Progress Toward A NOAA Greenhouse Gas Commercial Aircraft Program
C. Sweeney1, K. McKain2,1, S. Wolter2,1, T. Newberger2,1 and A.E. Andrews1
1NOAA Global Monitoring Laboratory (GML), Boulder, CO 80305; 303-497-4771, E-mail: firstname.lastname@example.org
2Cooperative Institute for Research in Environmental Sciences (CIRES), University of Colorado, Boulder, CO 80309
Over the last 15 years, NOAA's Global Monitoring Laboratory (GML) has been working to build a commercial aircraft greenhouse gas (GHG) measurement program, leveraging the work of existing analog programs from Japan [Comprehensive Observation Network for Trace gases by Airlines (CONTRAIL)] and Europe [In-service Aircraft for a Global Observing System (IAGOS)]. GML’s recent participation in the 2021 Boeing ecoDemonstrator program led to several significant advancements toward solidifying the instrumentation, calibration system, inlet configuration and likely location of the instrumentation on the Boeing 737 aircraft. During this program, three Picarro 2401-m analyzers were flown in parallel pulling air samples from three different candidate inlet configurations, two of which have been used by the IAGOS and CONTRAIL programs. A third inlet used by NOAA's Water Vapor Sensing System (WVSS II) was also tested offering a robust alternative to the two other inlets because it is flush mounted on the fuselage eliminating the need for heating and the potential for damage during regular operations. After 260 hours of flying during 68 different flights, the three different inlets showed remarkable compatibility throughout the normal flight profiles. Major differences were shown from the engine bleed air configuration used by CONTRAIL for water vapor and carbon monoxide (CO) measurements, as expected. Smaller differences were shown during profiles between ground level and 12000 m above sea level between the flush mounted and Rosemount inlets. Identifying a viable inlet design is a critical step in the long-term effort by NOAA to build a commercial aircraft measurement network focused on constraining natural and anthropogenic emissions of CO2 and CH4 as well as developing a dataset that can be used to evaluate the fidelity of satellite retrievals and model simulations of GHGs. The NOAA commercial aircraft network will have three initial foci: 1) Constraining changes in the Arctic carbon cycle; 2) Evaluation of emissions from metropolitan regions serviced by mid-sized aircraft and 3) the tropics where a lack of data and significant human impact on the biosphere has resulted in large uncertainties in present and future emissions estimates.
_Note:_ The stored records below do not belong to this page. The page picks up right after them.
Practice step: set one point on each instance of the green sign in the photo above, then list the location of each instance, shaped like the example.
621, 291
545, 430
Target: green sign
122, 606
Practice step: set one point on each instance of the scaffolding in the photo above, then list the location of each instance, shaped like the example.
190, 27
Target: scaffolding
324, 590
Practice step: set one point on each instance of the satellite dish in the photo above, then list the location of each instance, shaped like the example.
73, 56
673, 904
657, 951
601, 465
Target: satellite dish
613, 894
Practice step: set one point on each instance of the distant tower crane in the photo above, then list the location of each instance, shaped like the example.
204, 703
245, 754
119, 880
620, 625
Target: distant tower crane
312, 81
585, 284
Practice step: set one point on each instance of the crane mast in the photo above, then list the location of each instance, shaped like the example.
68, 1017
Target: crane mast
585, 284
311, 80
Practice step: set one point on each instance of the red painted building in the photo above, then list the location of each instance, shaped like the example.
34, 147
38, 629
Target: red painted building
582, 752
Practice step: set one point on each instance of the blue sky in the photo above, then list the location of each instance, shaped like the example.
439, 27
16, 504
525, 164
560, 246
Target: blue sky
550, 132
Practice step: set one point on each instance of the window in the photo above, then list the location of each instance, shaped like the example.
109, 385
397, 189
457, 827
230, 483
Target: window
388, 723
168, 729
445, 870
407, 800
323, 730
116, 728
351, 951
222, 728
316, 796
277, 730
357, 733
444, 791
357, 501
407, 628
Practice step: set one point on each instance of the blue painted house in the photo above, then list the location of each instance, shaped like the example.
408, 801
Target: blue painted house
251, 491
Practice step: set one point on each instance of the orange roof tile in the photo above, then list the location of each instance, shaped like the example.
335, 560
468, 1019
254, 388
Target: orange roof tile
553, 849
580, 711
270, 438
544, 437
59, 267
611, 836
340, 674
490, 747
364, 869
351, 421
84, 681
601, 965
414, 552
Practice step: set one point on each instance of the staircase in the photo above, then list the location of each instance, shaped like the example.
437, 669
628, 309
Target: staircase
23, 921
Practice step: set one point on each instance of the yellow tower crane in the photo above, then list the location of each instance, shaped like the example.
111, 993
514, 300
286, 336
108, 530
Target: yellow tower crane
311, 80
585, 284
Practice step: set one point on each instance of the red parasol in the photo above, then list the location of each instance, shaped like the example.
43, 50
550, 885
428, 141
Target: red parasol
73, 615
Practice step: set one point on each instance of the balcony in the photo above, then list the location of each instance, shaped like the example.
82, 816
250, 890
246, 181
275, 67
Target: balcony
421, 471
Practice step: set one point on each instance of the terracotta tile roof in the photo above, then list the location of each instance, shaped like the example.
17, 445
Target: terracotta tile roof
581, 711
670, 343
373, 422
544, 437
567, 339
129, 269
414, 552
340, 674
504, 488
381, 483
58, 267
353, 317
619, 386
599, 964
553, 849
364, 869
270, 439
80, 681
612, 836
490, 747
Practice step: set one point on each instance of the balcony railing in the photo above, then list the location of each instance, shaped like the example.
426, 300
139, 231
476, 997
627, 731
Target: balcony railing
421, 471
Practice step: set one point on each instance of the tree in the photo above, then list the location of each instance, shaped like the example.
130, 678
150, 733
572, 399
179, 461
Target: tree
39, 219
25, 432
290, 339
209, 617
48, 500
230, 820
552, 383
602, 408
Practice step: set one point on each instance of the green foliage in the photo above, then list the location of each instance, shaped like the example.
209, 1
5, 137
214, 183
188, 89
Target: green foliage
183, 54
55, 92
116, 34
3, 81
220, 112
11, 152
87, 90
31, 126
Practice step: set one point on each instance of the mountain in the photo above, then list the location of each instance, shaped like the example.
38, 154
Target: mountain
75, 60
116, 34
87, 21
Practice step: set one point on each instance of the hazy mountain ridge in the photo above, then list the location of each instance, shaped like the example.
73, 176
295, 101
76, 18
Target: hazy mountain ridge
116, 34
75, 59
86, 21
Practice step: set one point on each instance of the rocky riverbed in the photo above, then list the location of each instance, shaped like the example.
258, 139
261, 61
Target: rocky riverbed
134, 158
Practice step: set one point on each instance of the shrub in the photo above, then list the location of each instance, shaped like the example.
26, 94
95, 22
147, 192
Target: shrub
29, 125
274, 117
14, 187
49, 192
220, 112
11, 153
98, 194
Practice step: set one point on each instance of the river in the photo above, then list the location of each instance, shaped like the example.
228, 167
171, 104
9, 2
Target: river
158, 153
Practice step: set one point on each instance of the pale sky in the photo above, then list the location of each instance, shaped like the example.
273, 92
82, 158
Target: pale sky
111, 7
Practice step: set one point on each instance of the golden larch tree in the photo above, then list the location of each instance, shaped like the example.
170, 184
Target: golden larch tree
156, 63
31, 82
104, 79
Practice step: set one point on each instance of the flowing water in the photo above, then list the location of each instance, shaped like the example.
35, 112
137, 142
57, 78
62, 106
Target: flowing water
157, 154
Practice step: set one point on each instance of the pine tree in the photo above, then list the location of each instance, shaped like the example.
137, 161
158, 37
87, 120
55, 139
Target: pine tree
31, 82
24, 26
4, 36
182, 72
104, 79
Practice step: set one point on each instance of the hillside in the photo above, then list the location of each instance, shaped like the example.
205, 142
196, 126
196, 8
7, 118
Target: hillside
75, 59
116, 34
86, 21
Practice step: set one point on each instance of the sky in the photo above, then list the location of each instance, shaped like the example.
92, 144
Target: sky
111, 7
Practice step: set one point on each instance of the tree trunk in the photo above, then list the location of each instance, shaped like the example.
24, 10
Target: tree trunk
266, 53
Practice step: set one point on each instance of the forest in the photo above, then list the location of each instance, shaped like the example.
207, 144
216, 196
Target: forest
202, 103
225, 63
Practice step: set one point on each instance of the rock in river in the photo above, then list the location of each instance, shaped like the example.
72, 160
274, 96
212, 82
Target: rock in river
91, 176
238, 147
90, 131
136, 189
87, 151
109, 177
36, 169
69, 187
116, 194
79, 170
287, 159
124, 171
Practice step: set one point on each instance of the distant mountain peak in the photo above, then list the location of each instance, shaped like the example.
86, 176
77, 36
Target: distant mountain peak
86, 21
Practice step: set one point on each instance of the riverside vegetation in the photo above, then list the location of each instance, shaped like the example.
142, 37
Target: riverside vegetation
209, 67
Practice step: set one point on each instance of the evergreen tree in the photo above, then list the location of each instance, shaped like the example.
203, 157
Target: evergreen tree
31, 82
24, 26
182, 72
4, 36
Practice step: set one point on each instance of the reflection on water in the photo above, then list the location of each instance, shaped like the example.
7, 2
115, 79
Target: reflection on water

Figure 1. Inlet comparison on EcoDemostrator project - Carbon dioxide and methane being pulled from Rosemount (blue), flush mount (red) and engine bleed air (yellow) inlets show a very good match during flight on November 2, 2021 (average bias of <0.22 ppm for CO2 and <0.75 ppb for CH4). Carbon monoxide and water vapor measurements comparison between inlets was not as good between Rosemount and engine bleed air showing significant offsets relative to the comparison between Rosemount and flush mounted inlet.